A letter

Dear Sir,

I’m writing to express my disagreement with your idea of entertainment. I am, of course, referring to a number of programmes telecast in your channel.

First, let’s talk about the reality show you call, Real People, Real Lives. For one, I don’t think there’s anything real about paying celebrities to pretend to live together for a month, and appointing a mediator to solve petty disagreements between them. After all, these celebrities have no reason to live together—except perhaps for the money you pay them, and for the controversial paparazzi that ensues. If you and your children spend your evenings watching this show, I’m sorry, but you all need to get a life.

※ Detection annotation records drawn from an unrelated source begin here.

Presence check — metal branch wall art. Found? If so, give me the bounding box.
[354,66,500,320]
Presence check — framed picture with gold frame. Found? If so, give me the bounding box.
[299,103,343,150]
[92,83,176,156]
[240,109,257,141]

Second, I came across a programme that your channel’s hosts dub as Share your Feelings. Now, I may have to agree that sharing emotions and deep feelings may have a positive effect on the person doing the sharing. Having said that, however, I do not agree that sharing on national television, a story about how I let my boyfriend down by lying to him, is not a decent way of expressing my feelings. And I don’t think that you or your channel’s hosts should encourage such behaviour, and play irrelevant songs to trigger even more emotional callers. Callers might get some solace — sad though it is — but for a young family watching the show at home over dinner, it’s nothing more than a mindless way to spend the evening.

Now I understand that your choice of programmes doesn’t depend on what your audience wants to or needs to watch. Instead, it depends on what will get them excited to keep on watching. It doesn’t take a master’s degree in Psychology to decode your algorithm: You just give people sensational issues so that they get used to it and keep coming back for more. It’s not unlike training a dog by giving it chocolate treats that you know would only harm it. It’s simple logic, yet a powerful influence.

And that’s the reason I ask—implore(well… no)—you to reconsider your offering. Not only are your shows mind-numbing and disgust-inducing, but they are also a spark of painful-disagreement between husbands and wives all over the country. Well, yes, I haven’t spoken to my wife in a few days, and that’s perhaps why I decided to write to you in the first place, but nevertheless, it’s time for you and your channel’s administrators to call that long over-due meeting and reassess your goals for the new year.

With that I conclude this letter. And although I’m certain—beyond belief—that you would never acknowledge reading this letter, or even the existence of it, I would still like to tell you that your feature programme titled News Around the World in 60 Seconds is the best of all in your agenda.